For RAG setups where the reference content is pre-set or relatively static then it’s recommended to screen documents directly during the initial upload to identify poisoned documents ahead of time rather than during the user interaction. This can be done following the document integration approach outlined above.

Despite increased architectural complexity, the implementation pattern remains the same. Contained in the API request call to Lakera Guard is the user input and retrieved context. The input is evaluated in its entirety.

RAG Architectures extend the functionality of LLMs by providing access to relevant and specific content. Despite increased complexity, the AI application can be protected by Lakera Guard with the same implementation pattern.

Sample Use Case: AI Gateway

Lakera Guard integrates seamlessly within an AI Gateway, providing a centralized access point for managing and securing AI services. This integration ensures consistent control enforcement across all AI interactions. Organizations benefit from this setup through improved efficiency, enhanced observability, and streamlined operations.

Lakera Guard fits seamlessly into a larger AI Gateway ecosystem.

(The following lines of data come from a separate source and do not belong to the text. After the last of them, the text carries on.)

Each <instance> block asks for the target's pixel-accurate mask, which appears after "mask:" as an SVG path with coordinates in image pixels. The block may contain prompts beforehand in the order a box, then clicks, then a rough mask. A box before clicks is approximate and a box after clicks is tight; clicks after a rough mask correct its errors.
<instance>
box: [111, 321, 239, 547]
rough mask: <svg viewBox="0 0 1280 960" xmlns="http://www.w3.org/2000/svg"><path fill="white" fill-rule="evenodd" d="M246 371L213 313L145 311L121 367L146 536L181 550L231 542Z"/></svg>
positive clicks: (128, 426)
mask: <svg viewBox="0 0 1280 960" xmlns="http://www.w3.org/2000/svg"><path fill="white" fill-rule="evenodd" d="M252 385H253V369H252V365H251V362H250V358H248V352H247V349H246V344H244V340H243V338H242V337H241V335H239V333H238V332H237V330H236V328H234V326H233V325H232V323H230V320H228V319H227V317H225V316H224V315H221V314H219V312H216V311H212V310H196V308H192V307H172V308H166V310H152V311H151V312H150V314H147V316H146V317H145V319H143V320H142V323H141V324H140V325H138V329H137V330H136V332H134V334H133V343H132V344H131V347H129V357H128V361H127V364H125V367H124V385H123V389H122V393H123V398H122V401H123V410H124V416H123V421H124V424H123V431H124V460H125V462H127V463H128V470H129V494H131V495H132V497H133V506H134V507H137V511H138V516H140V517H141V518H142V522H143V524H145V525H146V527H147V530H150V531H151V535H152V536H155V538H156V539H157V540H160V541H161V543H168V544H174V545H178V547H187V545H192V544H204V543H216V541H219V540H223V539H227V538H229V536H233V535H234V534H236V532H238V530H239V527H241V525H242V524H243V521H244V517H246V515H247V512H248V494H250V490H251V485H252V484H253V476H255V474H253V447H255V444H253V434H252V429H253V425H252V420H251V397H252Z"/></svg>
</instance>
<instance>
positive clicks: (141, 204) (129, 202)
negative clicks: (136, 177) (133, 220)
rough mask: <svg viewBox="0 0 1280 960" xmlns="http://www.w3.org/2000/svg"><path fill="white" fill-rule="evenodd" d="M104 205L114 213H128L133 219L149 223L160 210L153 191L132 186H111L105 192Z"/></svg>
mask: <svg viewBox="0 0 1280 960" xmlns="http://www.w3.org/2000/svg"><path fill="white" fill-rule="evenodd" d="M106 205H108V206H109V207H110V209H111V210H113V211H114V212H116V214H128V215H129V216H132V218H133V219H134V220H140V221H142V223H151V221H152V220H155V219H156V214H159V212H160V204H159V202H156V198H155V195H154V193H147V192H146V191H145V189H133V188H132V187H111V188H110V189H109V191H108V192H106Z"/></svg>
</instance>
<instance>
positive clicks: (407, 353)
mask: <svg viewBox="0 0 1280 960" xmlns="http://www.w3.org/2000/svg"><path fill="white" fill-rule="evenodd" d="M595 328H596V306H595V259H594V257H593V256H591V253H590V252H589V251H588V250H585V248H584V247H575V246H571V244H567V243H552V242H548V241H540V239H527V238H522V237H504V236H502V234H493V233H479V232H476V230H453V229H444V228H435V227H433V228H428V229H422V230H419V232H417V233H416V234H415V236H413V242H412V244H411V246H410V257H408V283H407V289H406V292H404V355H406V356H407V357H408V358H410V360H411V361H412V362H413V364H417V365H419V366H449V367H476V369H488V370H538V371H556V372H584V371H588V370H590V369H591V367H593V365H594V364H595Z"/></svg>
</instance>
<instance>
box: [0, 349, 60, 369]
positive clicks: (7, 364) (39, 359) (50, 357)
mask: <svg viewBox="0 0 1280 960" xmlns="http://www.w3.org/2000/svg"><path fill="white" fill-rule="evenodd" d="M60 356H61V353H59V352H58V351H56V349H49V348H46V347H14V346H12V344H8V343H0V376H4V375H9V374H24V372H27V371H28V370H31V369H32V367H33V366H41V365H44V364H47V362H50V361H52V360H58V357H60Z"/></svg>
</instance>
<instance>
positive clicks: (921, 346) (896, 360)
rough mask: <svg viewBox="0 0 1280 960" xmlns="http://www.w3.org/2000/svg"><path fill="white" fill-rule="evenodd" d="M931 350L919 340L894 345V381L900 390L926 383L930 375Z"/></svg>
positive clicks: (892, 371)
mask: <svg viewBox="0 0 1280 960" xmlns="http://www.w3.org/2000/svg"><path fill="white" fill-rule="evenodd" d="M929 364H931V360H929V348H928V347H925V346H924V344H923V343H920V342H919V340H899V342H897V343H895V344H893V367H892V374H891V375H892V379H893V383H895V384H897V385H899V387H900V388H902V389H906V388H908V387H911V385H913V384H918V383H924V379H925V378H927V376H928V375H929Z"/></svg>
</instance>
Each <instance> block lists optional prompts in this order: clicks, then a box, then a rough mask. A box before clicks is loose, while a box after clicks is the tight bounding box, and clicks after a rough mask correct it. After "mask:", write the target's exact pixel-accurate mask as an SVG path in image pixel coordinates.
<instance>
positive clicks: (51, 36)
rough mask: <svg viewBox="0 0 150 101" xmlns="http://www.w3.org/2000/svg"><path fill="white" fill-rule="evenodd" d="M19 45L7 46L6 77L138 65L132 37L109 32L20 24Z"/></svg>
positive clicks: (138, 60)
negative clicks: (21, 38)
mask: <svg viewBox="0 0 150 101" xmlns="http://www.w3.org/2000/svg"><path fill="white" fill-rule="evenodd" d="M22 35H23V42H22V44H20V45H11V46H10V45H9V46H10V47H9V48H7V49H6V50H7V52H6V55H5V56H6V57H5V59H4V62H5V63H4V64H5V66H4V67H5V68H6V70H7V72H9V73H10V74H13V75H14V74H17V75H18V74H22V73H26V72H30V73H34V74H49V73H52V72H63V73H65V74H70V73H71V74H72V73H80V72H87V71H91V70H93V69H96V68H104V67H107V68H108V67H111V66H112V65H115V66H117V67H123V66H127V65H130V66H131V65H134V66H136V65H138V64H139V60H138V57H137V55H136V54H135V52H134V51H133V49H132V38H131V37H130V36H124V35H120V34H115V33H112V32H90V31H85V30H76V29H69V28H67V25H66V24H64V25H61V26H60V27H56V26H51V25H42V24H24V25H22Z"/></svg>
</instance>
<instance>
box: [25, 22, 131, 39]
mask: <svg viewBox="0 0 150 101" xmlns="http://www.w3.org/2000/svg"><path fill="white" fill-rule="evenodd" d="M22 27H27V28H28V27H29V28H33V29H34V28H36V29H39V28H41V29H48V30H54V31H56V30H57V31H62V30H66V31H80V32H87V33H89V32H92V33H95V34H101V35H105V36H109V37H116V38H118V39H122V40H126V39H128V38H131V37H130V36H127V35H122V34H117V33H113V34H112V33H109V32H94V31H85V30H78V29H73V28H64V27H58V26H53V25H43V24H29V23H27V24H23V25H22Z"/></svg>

Integration recommendations

We recommend following these recommendations in order to avoid common pitfalls:

1

Set up a project and assign a relevant policy

The Lakera Default Policy has our strictest flagging sensitivity so will flag anything Guard isn’t confident is safe. Use one of the Lakera recommended policies to assess Guard’s accuracy in real deployments.

2

Pass system prompts separately and correctly

A common attack vector is for users to insert malicious instructions as if they’re system instructions. Therefore in order to prevent Guard flagging your own system instructions make sure they’re passed in a separate message from LLM inputs and outputs with the message role as system.

3

Screen the original raw content from user inputs and reference documents

A common practice is to add additional system instructions or decorators to LLM inputs. Similar to the point above, in order to avoid false positives either screen the exact original input or remove any system instructions added to LLM inputs before passing to Guard as these are likely to be flagged as prompt attacks.

4

Screen for threats holistically

Lakera Guard performs best when screening interactions holistically with all appropriate guardrails applied. This means passing both LLM inputs and outputs in screening requests and using representative policies. The more context Guard has, the more accurate its threat detection will be.